アヤカシである夫の詩と人間の少女で妻の紬、仮り初め夫婦の勝負の行方は?
- ★★★ Excellent!!!
ヒロイン紬の物語の始まりは悲惨なものです。
母と二人で暮らしていた紬は、父方の親戚の月城家に幼い頃に引き取られます。この家でのとてつもなく辛い境遇に胸が痛みます。
大好きだった母のことを思う紬、捨てられたんだと語る姿も痛々しいのです。
ですがそんな状況でも、紬は心の芯の強いヒロインでした。
月城家の当主に、紬は狐のアヤカシの元に嫁ぐように命じられ、この逆境での復讐を目論んでいます。
果たしてその復讐とは……?
夫になるアヤカシは紬が思い描いていた者とはかなり違っていたのだ。
玉藻家次期当主の詩は、紬にとても優しくてあたたかい眼差しを向けてくれるのです。
しかも、紬のために用意した部屋がまた信じられないぐらいの待遇で、アヤカシの世界には無いと思っていた物が用意されていました。
詩は紬に一つの賭けを持ちかけます。
その内容は紬にとってとても有利で魅力的なものです。
「もし紬が俺のことを好きになったら、その時本当の夫婦になるっていうのはどう?」
「一年過ぎて紬を振り向かせることができなかったら、もう夫婦でいてくれとは言わない」
自信満々の様子の詩の提案に、そんなことはあるわけ無いと紬は了承するのですが……。
アヤカシの夫の詩にも色んな事情があります。
仮り初めの妻となった紬は詩との暮らしに戸惑いながらも、やりたいことをやっていいとう自由や安らぎや居場所を与えられ、やがて情が通っていく。
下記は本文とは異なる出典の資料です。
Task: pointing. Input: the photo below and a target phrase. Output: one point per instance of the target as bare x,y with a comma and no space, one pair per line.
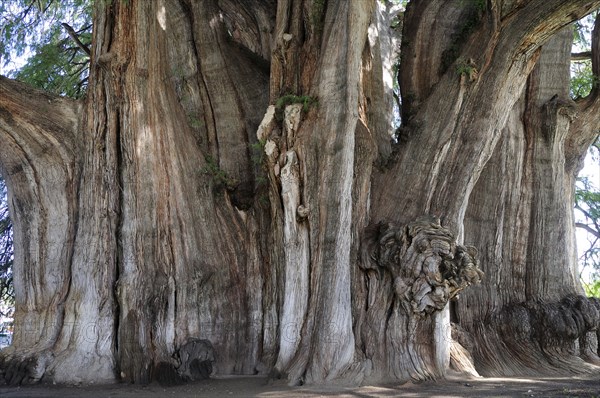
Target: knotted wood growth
411,273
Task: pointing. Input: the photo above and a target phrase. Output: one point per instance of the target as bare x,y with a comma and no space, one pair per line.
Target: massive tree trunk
532,318
231,177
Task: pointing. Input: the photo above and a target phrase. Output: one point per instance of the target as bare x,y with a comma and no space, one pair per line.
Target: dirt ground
258,387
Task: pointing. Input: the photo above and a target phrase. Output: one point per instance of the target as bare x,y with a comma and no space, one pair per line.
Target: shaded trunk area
530,316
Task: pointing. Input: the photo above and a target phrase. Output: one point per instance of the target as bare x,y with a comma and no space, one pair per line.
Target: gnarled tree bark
146,248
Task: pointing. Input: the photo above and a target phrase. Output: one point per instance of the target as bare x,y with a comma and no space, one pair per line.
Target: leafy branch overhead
54,37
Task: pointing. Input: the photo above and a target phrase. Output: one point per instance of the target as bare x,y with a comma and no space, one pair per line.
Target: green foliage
592,289
257,152
219,176
7,293
466,68
306,101
34,29
582,79
587,213
470,21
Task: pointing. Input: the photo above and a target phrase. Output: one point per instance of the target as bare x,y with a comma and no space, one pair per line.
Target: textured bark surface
229,199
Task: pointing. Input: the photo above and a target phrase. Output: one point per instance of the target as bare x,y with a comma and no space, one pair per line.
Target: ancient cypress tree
234,174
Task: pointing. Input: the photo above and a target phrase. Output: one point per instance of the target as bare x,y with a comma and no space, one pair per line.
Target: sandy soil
258,387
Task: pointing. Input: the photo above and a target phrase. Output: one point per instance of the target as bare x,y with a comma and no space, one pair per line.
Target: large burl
427,266
409,275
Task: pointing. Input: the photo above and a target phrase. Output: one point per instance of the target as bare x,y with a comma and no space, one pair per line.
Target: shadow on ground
258,387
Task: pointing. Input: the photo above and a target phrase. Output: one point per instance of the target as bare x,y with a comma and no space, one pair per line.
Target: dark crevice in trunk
118,238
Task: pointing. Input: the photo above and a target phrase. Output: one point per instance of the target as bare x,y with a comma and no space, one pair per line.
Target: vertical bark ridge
530,328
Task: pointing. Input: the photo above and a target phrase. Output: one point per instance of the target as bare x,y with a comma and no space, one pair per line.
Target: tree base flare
410,274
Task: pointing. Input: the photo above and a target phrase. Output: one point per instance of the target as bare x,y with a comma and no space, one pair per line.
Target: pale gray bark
347,271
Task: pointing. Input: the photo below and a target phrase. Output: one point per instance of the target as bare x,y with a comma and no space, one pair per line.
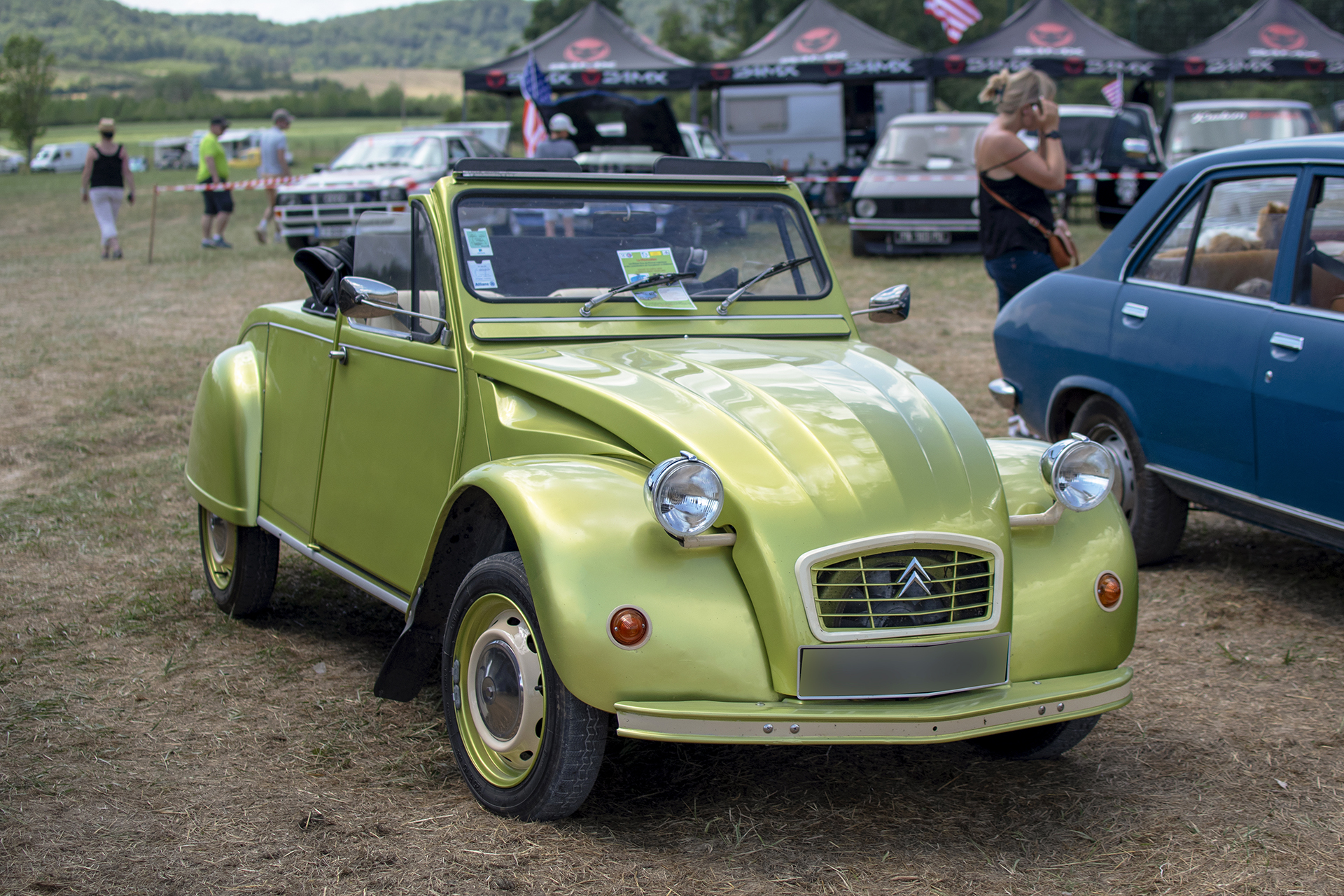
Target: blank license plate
902,669
921,237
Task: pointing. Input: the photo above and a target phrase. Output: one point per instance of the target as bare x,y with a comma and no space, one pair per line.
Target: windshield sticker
477,241
483,274
641,264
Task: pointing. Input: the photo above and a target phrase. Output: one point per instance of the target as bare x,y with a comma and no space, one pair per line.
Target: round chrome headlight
1079,472
685,495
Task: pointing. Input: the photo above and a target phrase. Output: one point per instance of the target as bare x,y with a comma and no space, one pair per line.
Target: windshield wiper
657,280
769,272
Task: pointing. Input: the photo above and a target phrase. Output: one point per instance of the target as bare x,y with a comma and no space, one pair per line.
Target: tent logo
1281,36
588,50
1050,34
818,39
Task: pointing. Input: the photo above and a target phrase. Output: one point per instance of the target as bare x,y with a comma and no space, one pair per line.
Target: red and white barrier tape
255,183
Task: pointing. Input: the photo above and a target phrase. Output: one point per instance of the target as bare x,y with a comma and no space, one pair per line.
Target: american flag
955,15
536,90
1114,92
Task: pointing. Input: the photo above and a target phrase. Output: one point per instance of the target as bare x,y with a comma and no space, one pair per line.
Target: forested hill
448,34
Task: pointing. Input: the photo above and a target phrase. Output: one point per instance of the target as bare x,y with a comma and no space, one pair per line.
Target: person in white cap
558,147
273,164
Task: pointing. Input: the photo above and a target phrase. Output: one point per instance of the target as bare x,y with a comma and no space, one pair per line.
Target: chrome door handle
1287,340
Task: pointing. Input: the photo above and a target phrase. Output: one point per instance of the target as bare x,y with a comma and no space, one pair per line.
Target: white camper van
813,127
59,158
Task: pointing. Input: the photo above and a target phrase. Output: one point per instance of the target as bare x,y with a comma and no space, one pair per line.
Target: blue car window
1167,264
1322,280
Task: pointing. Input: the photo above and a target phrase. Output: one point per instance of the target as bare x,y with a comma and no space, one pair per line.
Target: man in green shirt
214,169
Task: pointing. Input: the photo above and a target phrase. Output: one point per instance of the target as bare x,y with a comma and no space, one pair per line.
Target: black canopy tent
592,49
820,43
1272,39
1053,36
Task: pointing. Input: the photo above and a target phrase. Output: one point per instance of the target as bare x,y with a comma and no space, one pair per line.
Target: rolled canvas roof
592,49
1056,38
1272,39
819,42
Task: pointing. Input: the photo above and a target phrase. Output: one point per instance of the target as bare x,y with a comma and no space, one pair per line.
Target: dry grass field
156,746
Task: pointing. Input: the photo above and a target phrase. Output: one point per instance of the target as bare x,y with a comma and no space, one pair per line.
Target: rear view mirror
362,298
889,307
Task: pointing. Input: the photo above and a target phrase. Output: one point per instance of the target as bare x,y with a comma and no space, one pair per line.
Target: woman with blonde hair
1015,182
105,176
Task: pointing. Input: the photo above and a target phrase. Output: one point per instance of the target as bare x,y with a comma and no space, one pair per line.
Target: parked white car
377,172
59,158
918,192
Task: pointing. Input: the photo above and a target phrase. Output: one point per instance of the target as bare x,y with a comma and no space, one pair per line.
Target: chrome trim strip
1209,293
398,358
1249,498
625,320
620,178
958,225
635,724
803,573
386,596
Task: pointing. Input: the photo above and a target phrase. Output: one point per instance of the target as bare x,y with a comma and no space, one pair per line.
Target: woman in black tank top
1015,178
105,176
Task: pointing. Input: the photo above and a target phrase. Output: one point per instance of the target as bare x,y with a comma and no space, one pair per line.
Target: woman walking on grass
105,176
1015,181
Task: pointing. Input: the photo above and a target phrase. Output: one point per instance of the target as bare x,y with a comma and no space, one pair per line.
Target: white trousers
106,203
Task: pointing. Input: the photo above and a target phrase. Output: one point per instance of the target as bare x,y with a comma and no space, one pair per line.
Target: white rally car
377,172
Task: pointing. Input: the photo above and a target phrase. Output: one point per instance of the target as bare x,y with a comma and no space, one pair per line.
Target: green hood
816,441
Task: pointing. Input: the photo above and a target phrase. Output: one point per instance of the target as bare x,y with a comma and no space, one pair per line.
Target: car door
1187,324
1300,381
299,368
391,430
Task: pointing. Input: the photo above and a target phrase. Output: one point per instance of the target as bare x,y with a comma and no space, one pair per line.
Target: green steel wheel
524,745
239,564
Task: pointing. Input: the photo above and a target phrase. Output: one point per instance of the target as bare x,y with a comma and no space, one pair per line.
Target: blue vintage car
1203,343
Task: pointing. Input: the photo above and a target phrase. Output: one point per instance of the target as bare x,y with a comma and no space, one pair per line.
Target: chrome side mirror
889,307
360,298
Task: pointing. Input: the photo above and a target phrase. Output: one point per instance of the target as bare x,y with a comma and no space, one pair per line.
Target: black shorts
218,200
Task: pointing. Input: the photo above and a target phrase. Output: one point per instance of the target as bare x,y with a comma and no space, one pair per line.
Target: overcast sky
286,11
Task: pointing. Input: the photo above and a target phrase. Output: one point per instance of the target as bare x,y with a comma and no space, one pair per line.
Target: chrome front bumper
1021,704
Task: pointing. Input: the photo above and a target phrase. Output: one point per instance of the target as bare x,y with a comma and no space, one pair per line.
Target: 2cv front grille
904,589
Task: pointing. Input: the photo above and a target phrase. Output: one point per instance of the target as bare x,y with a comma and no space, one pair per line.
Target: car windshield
391,150
574,248
1203,130
929,147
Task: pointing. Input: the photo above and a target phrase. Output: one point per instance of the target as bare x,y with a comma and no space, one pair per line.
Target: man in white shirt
273,164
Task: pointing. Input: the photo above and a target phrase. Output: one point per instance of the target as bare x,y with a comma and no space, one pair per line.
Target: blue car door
1300,382
1187,324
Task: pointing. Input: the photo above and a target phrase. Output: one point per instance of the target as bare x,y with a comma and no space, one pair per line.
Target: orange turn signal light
1109,590
628,626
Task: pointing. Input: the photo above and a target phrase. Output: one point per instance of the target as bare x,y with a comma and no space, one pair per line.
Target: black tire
1042,742
858,244
536,771
1156,514
239,564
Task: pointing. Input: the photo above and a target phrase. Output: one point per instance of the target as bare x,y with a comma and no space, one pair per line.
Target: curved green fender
1058,628
590,546
223,461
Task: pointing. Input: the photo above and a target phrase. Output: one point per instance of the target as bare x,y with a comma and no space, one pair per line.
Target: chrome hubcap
1126,479
504,691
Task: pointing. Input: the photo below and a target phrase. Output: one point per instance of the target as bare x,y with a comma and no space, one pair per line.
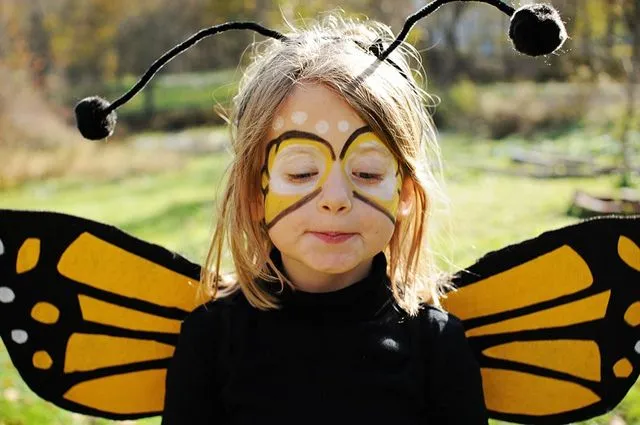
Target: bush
500,110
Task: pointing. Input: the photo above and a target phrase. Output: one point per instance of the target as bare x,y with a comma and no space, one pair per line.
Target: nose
336,196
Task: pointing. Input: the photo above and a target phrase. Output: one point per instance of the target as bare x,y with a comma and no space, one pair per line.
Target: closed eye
302,177
368,177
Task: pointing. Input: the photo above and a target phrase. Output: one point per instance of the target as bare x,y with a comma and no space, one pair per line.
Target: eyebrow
297,134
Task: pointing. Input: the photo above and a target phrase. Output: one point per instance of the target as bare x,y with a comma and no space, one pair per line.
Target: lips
333,237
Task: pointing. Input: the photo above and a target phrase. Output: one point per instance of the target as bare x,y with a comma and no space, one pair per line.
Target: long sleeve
455,394
191,396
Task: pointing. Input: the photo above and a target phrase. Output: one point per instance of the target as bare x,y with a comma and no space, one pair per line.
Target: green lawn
174,209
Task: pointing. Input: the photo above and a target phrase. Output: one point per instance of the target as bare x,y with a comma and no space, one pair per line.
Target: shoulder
213,314
440,325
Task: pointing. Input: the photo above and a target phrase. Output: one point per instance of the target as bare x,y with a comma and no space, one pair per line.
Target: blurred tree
631,16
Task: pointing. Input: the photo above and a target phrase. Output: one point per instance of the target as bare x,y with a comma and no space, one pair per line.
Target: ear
257,210
407,195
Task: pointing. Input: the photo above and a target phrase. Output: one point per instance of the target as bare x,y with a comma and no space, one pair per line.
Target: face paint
298,164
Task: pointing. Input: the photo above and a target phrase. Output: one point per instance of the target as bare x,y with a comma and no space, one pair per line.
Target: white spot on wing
6,295
19,336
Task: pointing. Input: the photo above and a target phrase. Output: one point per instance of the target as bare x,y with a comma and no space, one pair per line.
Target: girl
333,316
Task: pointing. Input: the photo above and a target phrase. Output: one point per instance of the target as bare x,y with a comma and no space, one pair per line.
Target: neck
308,280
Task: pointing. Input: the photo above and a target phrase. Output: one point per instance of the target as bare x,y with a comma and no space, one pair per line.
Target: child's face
326,172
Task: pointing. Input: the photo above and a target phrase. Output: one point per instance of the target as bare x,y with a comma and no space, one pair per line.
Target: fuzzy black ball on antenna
93,120
537,29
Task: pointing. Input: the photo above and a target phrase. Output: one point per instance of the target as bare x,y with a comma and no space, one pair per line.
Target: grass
175,208
178,92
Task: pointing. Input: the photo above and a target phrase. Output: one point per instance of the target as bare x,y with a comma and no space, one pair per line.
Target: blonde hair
333,52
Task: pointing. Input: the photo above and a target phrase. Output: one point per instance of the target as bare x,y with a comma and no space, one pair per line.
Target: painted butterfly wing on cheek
554,321
90,315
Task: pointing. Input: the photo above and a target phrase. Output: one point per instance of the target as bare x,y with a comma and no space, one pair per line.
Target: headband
534,30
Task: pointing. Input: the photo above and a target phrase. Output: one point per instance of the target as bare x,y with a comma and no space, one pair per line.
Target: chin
334,263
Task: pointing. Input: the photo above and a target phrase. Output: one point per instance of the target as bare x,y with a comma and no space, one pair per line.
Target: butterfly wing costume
91,315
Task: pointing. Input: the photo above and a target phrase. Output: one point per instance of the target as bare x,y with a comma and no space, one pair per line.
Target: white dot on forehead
278,123
322,127
299,117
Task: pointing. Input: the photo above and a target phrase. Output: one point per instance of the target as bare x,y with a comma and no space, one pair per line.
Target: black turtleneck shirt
350,356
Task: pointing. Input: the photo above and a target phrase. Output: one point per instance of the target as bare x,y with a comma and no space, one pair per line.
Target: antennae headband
534,30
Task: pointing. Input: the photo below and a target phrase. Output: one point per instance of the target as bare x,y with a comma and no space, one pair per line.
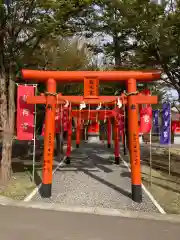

そんないつしか微笑ましく感じてきた二人の間柄でしたが、思わぬ事件やまわりの思惑が絡んで、平穏な日常が脅かされます。
ハラハラドキドキな展開にわくわくが止まらない。
詩からの溺愛っぷりにツンデレな紬の反応が可愛らしいです。
アヤカシと人間の種族を超えて仮り初めに結ばれた紬と詩の夫婦の仲が、どうなってしまうのか?